Within six months of her arrival, Gabrielle Nadler’s coaches at Dobre Gymnastics in Gaithersburg asked her to be on the pre-team, noting the 9-year-old’s burgeoning talent. She practiced there regularly four or five times a week, though it wasn’t always easy: “I had a lot of mental blocks growing up where I would get scared of skills, [such as bars], but I’ve been able to work past them.”

“When she was little, like when she was 10, I could see that [Gabrielle] was very motivated to do the right [technique],” Marcie Nadler said of her daughter. “She would take every correction and do it over and over till she learned the skill or perfected it, and that was pretty unusual for a 10-year-old to be so motivated.”

Marcie’s husband, Simon, took Gabrielle to see a gymnastics meet at the University of Maryland and the young athlete said, “I want to do that,” Marcie Nadler recalled.

Gabrielle continued for the next eight years, perfecting her areas of specialty: balance beam, floor routine and uneven bars. She earned two silver medals, one in 2015 as a Level 6 gymnast and the other on Level 7 in 2016. Gabrielle was also named the 2017 Level 7 State All-Around and Floor Exercise Champion.

Photo of a gymnast upside down midair above a balance beam.
Nadler competing on balance beam. Photo by EDL Photography.

Then the COVID pandemic shut down Dobre Gymnastics. She and her family decided to make the move to Frederick Gymnastics, where Marcie Nadler said the studio housed higher-level gymnasts, in 2020. At that point, Gabrielle knew she wanted to try to compete at the collegiate level.

“She was driven to really work to get to her goal,” Marcie Nadler said.

Marcie Nadler shuttled Gabrielle to and from practices for more than 10 hours a week for years — Gabrielle’s studio, Frederick Gymnastics, was an hour drive from the Nadlers’ Potomac home.

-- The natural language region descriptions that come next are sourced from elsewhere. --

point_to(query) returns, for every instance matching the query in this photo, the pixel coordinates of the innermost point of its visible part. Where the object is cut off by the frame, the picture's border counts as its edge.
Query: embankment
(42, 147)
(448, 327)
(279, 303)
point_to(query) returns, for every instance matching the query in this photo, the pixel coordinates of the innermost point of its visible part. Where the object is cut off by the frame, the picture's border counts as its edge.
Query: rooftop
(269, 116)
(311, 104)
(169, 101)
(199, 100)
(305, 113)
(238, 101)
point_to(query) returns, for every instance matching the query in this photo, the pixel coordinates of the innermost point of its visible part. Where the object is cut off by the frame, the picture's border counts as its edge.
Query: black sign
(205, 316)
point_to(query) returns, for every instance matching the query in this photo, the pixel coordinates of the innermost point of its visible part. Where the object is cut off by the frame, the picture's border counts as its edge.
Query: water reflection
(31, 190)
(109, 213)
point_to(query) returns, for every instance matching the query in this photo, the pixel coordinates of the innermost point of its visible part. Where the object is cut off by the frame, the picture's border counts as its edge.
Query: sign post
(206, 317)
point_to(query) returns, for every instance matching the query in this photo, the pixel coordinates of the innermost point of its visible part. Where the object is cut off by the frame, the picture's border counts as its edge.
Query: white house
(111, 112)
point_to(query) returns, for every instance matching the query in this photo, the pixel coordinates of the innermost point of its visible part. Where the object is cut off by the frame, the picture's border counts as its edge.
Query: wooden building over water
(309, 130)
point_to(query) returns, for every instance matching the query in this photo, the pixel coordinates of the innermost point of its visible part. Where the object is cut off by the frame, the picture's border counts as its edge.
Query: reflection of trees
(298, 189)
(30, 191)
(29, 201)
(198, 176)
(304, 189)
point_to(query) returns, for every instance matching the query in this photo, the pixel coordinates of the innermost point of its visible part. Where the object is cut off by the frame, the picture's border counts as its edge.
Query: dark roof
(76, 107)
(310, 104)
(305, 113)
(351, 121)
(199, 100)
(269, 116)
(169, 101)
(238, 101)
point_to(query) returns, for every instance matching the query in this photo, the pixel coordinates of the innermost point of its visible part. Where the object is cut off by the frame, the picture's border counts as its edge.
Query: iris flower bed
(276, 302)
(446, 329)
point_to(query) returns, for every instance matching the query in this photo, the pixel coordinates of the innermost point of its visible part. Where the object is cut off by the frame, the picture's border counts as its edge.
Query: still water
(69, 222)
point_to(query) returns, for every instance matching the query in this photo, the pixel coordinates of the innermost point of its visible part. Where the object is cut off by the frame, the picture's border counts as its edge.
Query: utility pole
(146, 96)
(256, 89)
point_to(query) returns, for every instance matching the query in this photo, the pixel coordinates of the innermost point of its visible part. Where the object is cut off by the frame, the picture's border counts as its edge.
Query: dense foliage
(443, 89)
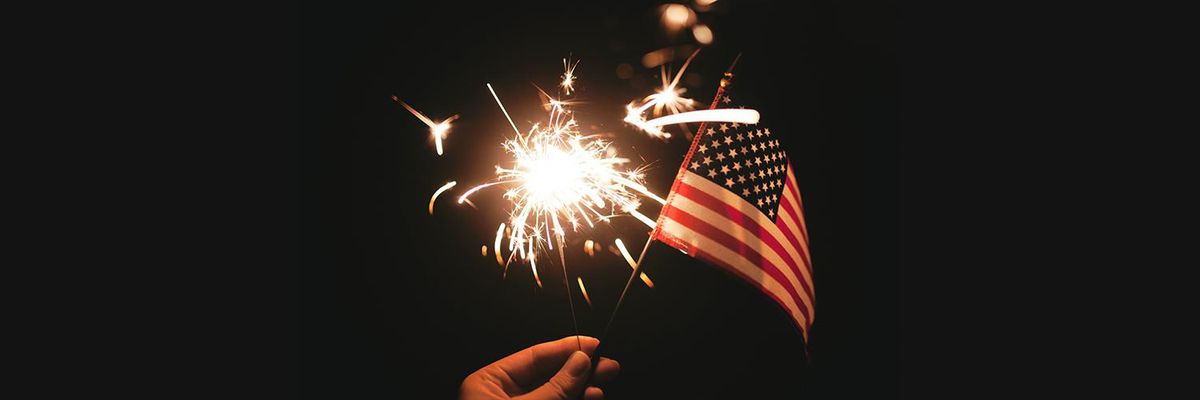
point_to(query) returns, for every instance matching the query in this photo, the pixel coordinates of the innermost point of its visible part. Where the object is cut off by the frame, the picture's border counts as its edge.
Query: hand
(551, 370)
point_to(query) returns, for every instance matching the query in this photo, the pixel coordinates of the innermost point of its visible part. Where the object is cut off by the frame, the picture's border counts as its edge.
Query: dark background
(388, 300)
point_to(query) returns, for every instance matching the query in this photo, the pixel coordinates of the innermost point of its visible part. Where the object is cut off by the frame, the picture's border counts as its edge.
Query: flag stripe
(747, 242)
(755, 233)
(745, 208)
(703, 248)
(795, 236)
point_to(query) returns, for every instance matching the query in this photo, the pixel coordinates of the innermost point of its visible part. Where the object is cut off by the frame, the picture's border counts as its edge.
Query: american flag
(736, 204)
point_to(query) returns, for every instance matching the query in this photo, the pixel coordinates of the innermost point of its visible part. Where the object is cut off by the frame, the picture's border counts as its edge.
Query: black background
(388, 300)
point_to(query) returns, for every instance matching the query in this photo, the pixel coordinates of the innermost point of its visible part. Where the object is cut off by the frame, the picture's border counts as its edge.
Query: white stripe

“It’s 22 hours of practice a week, five days a week,” Marcie Nadler said. “You have to really want it.”

Now a collegiate athlete, the Level 10 gymnast still practices four or five times a week with weekly competitions. She placed in the top six for floor routine in last year’s regional college gymnastics tournament.

Photo of a gymnast in a red leotard with one arm in the air. Her long hair is pulled back into a bun.
Nadler competing for SUNY Cortland. Photo by EDL Photography.

“This has been the experience of a lifetime,” she said of her collegiate gymnastics career. “There’s ups and downs, just like any other sport, but I’m making memories that will last forever and have a sisterhood of teammates and a family here.”

The Maccabiah Games represent a “last hurrah” for Gabrielle.

“This is going to be the final punctuation mark on her career because she’s a senior in college,” Marcie Nadler said, adding that she’s proud of her daughter. “Really, after college, you can’t do gymnastics [professionally]. It’s not like joining a basketball league or soccer league as an adult. There’s really nothing.”

Gabrielle is most looking forward to traveling to Israel, where she’s been once on a family trip, and getting to know her fellow athletes — she knows one of the other four gymnasts representing Team USA, a Utica University gymnast who’s competed against Gabrielle in the past.

Four of the five gymnasts for Team USA are in a group chat together: “We’ve been talking a little; getting excited.”

Gabrielle doesn’t yet know which routines she’ll be asked to do in July, but is optimistic nonetheless. She will fly to Israel on July 1 and train with the team for the week before the Games begin.

“This is a great way to end my career,” she said.